- Route of the Taipō River

Location
- Country: New Zealand

Physical characteristics
- Source: Mount Zetland
- • coordinates: 41°23′41″S 172°16′46″E﻿ / ﻿41.3947°S 172.2795°E
- • elevation: 1,220 metres (4,000 ft)
- • location: Karamea River
- • coordinates: 41°23′42″S 172°22′33″E﻿ / ﻿41.39504°S 172.37581°E
- • elevation: 505 metres (1,657 ft)
- Length: 8 kilometres (5.0 mi)

Basin features
- Progression: Taipō River → Karamea River → Ōtūmahana Estuary → Karamea Bight → Tasman Sea
- • left: Pannikin Creek, Herbert Creek

= Taipō River =

River in the Buller District, New Zealand

The Taipō River is a river of the northern West Coast Region of New Zealand's South Island.

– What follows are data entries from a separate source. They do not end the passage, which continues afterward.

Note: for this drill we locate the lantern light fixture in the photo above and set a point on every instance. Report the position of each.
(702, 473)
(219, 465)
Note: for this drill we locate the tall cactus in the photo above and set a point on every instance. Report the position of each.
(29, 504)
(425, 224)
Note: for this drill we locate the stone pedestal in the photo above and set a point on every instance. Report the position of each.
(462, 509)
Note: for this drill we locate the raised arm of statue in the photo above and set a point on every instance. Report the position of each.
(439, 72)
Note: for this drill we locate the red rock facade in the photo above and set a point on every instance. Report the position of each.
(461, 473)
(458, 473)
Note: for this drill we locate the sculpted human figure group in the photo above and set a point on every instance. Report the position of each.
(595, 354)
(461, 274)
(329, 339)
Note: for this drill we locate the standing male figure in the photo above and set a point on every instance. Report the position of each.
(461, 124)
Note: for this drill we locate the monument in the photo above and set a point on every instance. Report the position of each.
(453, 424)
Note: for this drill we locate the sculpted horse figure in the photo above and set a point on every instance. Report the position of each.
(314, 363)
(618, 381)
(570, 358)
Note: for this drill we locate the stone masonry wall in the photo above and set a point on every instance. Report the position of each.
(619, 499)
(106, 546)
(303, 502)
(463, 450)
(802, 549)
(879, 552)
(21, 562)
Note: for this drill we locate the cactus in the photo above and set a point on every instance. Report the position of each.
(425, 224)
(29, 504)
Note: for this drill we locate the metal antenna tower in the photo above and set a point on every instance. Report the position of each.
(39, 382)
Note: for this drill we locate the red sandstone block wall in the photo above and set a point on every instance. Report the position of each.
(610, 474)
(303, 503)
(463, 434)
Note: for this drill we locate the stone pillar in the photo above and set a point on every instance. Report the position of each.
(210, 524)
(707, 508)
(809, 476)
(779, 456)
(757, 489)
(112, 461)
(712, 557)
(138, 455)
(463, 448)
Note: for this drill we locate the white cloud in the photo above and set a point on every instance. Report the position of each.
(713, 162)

It flows east from its sources at Mount Zetland, fed by many streams draining the north side of the Allen Range to reach the Karamea River 25 kilometres southeast of Karamea.

The Wangapeka Track follows the left bank of the Taipō River for almost its entire length, having crossed the Little Wanganui Saddle. The Taipo hut is located midway down the valley.